Mr Edward Kareweh, the General Secretary of GAWU speaking to the media ahead of the 2023 May Day Celebrations said the Union had worked over the years towards upholding the tenets of the Decent Work agenda while combating all forms of Modern Slavery within the agricultural value chain.
This year’s National Celebrations will be held in the Upper East Regional Capital, Bolgatanga on the theme:” Protecting incomes and pensions in an era of economic crisis: Out responsibility.”
He said Ghana was not an Island and current global developments were negatively affecting all and called on governments to ameliorate the effects by making investments in the strategic sectors of the economy.
“We use this opportunity to commend all farmers, business leaders and workers and wish them a happy workers day and call on the Government to protect and promote the rights of workers within the Agricultural sector against any form of slavery,” he said.

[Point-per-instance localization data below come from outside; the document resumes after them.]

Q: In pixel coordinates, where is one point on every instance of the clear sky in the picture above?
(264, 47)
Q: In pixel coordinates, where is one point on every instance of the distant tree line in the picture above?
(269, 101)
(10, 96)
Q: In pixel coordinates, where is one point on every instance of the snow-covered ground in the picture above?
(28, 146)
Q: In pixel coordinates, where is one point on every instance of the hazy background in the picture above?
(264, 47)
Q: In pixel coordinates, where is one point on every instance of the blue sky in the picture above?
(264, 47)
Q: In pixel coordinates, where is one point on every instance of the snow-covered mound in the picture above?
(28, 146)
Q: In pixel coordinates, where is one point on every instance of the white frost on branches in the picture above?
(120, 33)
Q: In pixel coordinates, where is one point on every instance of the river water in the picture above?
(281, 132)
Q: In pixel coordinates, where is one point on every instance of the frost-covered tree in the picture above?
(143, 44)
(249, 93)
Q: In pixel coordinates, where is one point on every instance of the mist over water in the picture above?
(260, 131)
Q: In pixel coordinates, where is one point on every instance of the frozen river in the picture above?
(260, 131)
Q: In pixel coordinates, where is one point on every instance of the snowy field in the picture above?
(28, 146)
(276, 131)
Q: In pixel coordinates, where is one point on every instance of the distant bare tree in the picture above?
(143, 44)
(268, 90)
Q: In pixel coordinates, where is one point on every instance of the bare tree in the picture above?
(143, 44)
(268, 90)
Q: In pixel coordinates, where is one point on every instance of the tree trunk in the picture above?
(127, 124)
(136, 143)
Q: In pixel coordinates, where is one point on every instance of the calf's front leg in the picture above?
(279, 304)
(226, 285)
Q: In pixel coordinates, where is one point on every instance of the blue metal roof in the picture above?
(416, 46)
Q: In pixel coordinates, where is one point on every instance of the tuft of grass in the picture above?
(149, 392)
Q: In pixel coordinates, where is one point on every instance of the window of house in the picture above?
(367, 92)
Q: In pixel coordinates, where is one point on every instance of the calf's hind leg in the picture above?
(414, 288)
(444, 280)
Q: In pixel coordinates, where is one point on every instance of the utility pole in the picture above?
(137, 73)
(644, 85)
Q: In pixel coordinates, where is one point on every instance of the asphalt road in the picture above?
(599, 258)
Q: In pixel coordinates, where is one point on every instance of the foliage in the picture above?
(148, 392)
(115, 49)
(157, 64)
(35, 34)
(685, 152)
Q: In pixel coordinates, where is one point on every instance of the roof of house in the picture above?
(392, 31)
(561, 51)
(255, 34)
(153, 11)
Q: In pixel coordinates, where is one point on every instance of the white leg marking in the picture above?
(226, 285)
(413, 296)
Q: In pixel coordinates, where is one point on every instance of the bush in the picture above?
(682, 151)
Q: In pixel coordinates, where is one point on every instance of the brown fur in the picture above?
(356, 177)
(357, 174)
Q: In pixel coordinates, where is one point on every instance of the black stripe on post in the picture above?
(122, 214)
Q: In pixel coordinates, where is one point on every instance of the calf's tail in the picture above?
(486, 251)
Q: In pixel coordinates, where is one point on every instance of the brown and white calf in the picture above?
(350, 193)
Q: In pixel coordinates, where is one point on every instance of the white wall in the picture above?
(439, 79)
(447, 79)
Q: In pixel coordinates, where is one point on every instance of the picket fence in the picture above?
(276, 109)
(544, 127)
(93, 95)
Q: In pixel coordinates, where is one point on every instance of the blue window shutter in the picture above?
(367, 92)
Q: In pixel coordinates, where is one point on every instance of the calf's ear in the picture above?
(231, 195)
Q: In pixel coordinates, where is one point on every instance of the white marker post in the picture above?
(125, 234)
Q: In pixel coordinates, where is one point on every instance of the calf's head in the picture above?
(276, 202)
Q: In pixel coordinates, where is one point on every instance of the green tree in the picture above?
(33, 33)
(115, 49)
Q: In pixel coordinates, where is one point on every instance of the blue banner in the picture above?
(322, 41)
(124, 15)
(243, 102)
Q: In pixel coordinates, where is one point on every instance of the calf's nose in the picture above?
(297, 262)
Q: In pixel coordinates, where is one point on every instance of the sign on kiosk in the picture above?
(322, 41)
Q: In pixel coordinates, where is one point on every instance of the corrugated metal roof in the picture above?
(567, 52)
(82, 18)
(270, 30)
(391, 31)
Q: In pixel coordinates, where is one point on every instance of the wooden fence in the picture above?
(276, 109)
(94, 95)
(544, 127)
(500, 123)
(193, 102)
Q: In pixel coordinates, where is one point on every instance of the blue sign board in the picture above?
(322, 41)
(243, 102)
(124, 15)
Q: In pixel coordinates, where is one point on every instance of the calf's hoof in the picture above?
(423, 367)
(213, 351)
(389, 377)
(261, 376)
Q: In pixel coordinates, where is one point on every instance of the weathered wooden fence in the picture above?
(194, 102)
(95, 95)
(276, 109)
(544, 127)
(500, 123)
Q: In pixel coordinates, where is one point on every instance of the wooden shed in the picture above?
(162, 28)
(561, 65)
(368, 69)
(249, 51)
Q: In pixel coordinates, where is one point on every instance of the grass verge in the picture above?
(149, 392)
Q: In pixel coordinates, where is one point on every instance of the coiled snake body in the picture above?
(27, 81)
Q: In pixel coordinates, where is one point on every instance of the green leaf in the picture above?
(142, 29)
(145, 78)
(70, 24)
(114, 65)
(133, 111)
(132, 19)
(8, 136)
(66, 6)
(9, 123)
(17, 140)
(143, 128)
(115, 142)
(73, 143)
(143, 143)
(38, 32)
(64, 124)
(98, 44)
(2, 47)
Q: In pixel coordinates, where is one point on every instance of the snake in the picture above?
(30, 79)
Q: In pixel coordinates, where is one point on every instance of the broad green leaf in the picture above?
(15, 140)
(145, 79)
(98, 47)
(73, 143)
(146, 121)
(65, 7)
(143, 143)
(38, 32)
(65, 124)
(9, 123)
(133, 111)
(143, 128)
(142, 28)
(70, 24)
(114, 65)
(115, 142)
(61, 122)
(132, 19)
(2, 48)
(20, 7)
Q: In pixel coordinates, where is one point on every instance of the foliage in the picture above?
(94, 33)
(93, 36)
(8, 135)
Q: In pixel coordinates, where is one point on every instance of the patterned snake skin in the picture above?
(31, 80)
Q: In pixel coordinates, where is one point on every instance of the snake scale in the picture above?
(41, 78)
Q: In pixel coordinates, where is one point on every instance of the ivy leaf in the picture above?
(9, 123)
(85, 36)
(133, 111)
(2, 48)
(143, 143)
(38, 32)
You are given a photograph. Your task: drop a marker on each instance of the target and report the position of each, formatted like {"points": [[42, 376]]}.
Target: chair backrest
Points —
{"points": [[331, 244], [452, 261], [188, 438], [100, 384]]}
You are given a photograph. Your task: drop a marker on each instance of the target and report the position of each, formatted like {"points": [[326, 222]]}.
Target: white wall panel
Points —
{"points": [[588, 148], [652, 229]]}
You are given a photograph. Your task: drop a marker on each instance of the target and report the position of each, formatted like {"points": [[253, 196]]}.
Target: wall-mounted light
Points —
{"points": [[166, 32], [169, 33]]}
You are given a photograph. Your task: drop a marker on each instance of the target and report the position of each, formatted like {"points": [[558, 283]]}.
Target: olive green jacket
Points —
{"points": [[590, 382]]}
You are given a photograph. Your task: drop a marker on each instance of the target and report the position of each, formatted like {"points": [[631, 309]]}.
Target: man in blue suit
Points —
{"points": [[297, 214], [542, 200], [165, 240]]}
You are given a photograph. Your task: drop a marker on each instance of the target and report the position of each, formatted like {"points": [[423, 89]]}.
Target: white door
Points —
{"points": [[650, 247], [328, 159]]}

The General Secretary said the future of the country depended on the workforce of today whether formal or informal and it was pertinent that, government developed every aspect of human endeavour.
He said for several decades, the observation of May Day had been a good time to remind workers and especially the government that, guaranteeing decent employment within the agricultural sector should not be politicized.
He said they needed to work at combating all indicators and actions that promote modern slavery, human trafficking, child labour, forced labour, unfair farm practices and violence and harassment by restoring hope to the vulnerable in the society specifically children.
He urged the government to protect and promote the rights of workers within the Agricultural sector against any form of slavery.
Mr Kareweh said to attain sustainable development and equitable economic growth, the government could not be oblivious of the fact that Agriculture played a critical role in providing employment and sustaining the Ghanaian economy.
He said while about 88 per cent of the workforce were employed in the informal sector, where many earn less, a huge chunk of this percentage, which was likewise sited in the rural areas, fall under agriculture.
“This sector of the economy is beseeched with lots of precarity leading to most of its agents being trapped in abject poverty,” he said.
He said the sector was characterized by significant decent work deficits, which include the prevalence of informality and weak labour market institutions, unfair farm contract practices, barriers to the exercise of freedom of association and collective bargaining.
Others are ineffective law enforcement and inadequate labour inspection; limited awareness of rights and mechanisms to access them; and an inadequate environment for enterprise development.
It is estimated that over 215 million child labourers are engaged in several economic activities in the world today and that some 60 per cent of them work in the agricultural sector.
“If the country, by and large, fails to pay critical attention to the bad signals, majority of our children would be wiped out due to the precarious nature of agriculture,” he said.
He said this, therefore, was a national issue that demands immediate and drastic interventions and joint effort from the government, Organized Labour, the various CSO, Agribusinesses, security agencies and the entire Global Community to achieve goal 8.7 – to eradicate forced labour, modern slavery, human trafficking, and child labour, which form a key pillar of Goal 8 of the Sustainable Development Goals.
It was for this and many reasons that GAWU had partnered with ActionAid Ghana with funding from the Norwegian embassy to implement the Combating Modern Slavery Project which sought to complement stakeholder efforts at reducing occurrences.